Im Augenblick der Taufe lässt der Geist
sich auf Jesus nieder, um ihn auf seine Heilssendung vorzubereiten – eine Sendung,
die durch den Stil des demütigen und gütigen Knechtes gekennzeichnet ist, der bereit
ist zum Teilen und zur völligen Hingabe seiner selbst. Doch der Heilige Geist, der
seit Anbeginn der Heilsgeschichte zugegen ist, hatte in Jesus schon im Moment seiner
Empfängnis im jungfräulichen Schoß Marias von Nazareth gewirkt, als er das wunderbare
Ereignis der Menschwerdung verwirklichte: „Der Heilige Geist wird dich erfüllen, dich
überschatten“, sagt der Engel zu Maria, „und du wirst einen Sohn gebären, dem sollst
du den Namen Jesus geben“ (vgl. Lk 1,35). Später hatte der Geist am Tag der Darstellung
Jesu im Tempel in Simeon und Hanna gewirkt (vgl. Lk 2,22). Beide in Erwartung des
Messias, beide vom Heiligen Geist inspiriert, erfassen Simeon und Hanna beim Anblick
des Knaben intuitiv, dass er genau der vom ganzen Volk Erwartete ist. Im prophetischen
Verhalten der beiden ehrwürdigen Greise kommt die Freude der Begegnung mit dem Erlöser
zum Ausdruck und vollzieht sich in gewisser Weise eine Vorbereitung der Begegnung
zwischen dem Messias und dem Volk.
Die verschiedenen Momente des Wirkens
des Heiligen Geistes sind Teil eines harmonischen Tuns, eines einzigen göttlichen
Plans der Liebe. Die Sendung des Heiligen Geistes besteht nämlich darin, Harmonie
zu schaffen – er selbst ist Harmonie – und in den verschiedenen Zusammenhängen sowie
unter unterschiedlichen Personen Frieden zu stiften. Die Verschiedenheit der Menschen
und des Denkens darf nicht Ablehnung und Hindernisse auslösen, denn die Vielfalt ist
immer eine Bereicherung. Rufen wir darum heute mit brennendem Herzen den Heiligen
Geist an, und bitten wir ihn, den Weg des Friedens und der Einheit vorzubereiten.
Zweitens,
der Heilige Geist salbt. Er hat Jesus innerlich gesalbt, und er salbt die Jünger,
damit sie die gleiche Gesinnung wie Jesus haben und so in ihrem Leben Verhaltensweisen
annehmen können, die den Frieden und die Gemeinschaft fördern. Mit der Salbung des
Geistes wird unser Menschsein von der Heiligkeit Jesu Christi geprägt und macht uns
fähig, die Mitmenschen mit derselben Liebe zu lieben, mit der Gott uns liebt. Darum
ist es nötig, Zeichen der Demut, der Brüderlichkeit, der Vergebung und der Versöhnung
zu setzen. Diese Zeichen sind Voraussetzung und Bedingung für einen wahren, beständigen
und dauerhaften Frieden. Bitten wir Gott, uns zu salben, damit wir ganz seine Kinder
und Christus immer ähnlicher werden, um uns alle als Brüder und Schwestern zu fühlen,
so Groll und Spaltungen aus unserer Mitte zu entfernen und uns brüderlich zu lieben.

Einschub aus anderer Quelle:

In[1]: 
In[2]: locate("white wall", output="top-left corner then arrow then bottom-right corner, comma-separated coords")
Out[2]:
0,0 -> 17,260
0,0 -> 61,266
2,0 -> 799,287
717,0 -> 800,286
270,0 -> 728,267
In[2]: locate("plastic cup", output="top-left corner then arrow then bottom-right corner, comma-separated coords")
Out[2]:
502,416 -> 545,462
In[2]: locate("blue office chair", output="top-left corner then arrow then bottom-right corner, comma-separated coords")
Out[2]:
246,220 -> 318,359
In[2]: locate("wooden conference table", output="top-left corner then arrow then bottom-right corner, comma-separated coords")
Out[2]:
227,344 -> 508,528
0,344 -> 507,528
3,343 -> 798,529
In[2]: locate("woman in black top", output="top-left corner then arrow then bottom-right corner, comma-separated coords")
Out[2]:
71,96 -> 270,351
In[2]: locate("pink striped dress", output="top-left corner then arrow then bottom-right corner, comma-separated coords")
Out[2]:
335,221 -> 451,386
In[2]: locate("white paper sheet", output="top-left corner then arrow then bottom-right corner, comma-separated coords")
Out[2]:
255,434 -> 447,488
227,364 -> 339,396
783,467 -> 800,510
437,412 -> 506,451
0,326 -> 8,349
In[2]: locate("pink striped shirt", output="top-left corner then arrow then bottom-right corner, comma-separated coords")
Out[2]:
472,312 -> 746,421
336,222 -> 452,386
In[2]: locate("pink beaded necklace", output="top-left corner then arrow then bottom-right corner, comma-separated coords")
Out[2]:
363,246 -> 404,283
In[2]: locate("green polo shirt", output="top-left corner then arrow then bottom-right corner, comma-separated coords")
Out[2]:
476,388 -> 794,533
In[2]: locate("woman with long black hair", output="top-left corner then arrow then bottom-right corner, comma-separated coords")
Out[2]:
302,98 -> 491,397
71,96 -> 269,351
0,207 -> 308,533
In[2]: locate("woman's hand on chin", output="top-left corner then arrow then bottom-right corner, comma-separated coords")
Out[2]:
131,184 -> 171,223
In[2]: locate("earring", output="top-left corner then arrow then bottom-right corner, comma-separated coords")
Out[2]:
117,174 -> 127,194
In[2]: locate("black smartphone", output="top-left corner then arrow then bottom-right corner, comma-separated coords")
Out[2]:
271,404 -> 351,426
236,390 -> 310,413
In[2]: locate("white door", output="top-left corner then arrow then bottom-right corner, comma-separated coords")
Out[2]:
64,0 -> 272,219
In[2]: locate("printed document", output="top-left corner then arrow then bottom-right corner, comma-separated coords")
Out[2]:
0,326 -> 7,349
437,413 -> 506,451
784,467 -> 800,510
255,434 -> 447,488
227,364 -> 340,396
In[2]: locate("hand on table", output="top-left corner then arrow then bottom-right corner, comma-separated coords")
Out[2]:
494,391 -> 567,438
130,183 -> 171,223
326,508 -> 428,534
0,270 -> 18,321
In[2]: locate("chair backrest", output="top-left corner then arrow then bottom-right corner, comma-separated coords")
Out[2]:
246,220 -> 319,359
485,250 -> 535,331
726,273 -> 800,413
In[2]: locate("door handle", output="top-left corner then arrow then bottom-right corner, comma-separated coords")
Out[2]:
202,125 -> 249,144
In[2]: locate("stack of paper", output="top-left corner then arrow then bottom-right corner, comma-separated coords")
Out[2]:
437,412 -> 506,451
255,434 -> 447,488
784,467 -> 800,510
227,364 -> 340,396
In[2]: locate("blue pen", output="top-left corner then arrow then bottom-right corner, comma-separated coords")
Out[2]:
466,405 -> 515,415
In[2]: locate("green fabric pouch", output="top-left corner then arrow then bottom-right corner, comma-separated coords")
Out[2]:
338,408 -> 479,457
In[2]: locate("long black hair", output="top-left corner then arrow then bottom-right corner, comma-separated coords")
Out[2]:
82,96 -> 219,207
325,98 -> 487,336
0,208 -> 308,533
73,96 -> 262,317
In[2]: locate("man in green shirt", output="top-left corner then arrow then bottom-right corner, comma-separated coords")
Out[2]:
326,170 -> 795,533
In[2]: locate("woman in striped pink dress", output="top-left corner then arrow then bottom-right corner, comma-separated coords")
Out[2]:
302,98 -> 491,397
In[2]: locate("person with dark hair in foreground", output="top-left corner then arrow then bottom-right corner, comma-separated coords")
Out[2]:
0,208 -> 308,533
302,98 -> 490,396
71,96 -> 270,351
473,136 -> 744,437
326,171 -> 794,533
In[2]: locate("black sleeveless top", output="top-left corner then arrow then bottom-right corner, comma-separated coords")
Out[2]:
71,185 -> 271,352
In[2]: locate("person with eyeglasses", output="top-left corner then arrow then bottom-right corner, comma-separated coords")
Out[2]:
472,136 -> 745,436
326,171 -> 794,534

Das ist es, was Jesus im Evangelium von uns verlangt hat: »Wenn ihr mich liebt, werdet
ihr meine Gebote halten. Und ich werde den Vater bitten, und er wird euch einen anderen
Beistand geben, der für immer bei euch bleiben soll« (Joh 14,15-16).
Und
schließlich sendet der Heilige Geist aus. Jesus ist der Gesandte, erfüllt vom Geist
des Vaters. Vom gleichen Geist gesalbt, sind auch wir ausgesandt als Boten und Zeugen
des Friedens. Wie sehr braucht die Welt uns als Boten des Friedens, als Zeugen des
Friedens! Das ist ein Bedürfnis, das die Welt hat. Auch die Welt bittet uns, das zu
tun: den Frieden zu bringen, den Frieden zu bezeugen!
Den Frieden kann
man nicht kaufen, er wird nicht feilgeboten: Er Der Friede ist ein
Geschenk, das man geduldig suchen und „von Hand“ aufbauen muss durch kleine und große
Handlungen, die unser alltägliches Leben einbeziehen. Der Weg zum Frieden festigt
sich, wenn wir erkennen, dass wir alle das gleiche Blut haben und Teil des Menschengeschlechts
sind; wenn wir nicht vergessen, dass wir einen einzigen Vater im Himmel haben und
alle seine Kinder sind, geschaffen als sein Abbild, ihm ähnlich.
In diesem
Geist umarme ich euch alle: den Patriarchen, die Mitbrüder im Bischofsamt, die Priester,
die gottgeweihten Personen, die gläubigen Laien sowie die vielen Kinder, die heute
die erste heilige Kommunion empfangen, und ihre Angehörigen. Mein Herz wendet sich
auch den zahlreichen christlichen Flüchtlingen zu. Wenden auch wir alle uns mit unserem
Herzen ihnen, den zahlreichen Flüchtlingen aus Palästina, Syrien und Irak zu!:
Bringt meinen Gruß und meine Nähe in eure Familien und Gemeinden!
Liebe
Freunde, liebe Brüder und Schwestern, der Heilige Geist ist am Jordan auf Jesus herabgekommen
und hat den Anstoß zu seinem Werk der Erlösung gegeben, um die Welt von Sünde und
Tod zu befreien. Ihn bitten wir, unsere Herzen auf die Begegnung mit den Mitmenschen
jenseits der Unterschiede von Ansichten, Sprache, Kultur und Religion vorzubereiten;
unser ganzes Sein mit dem Öl seiner Barmherzigkeit zu salben, das die Wunden der Fehler,
der Verständnislosigkeiten und der Streitigkeiten heilt; und wir bitten ihn um die
Gnade, uns demütig und gütig auszusenden auf die anspruchsvollen, aber fruchtbaren
Pfade der Suche nach dem Frieden. Amen!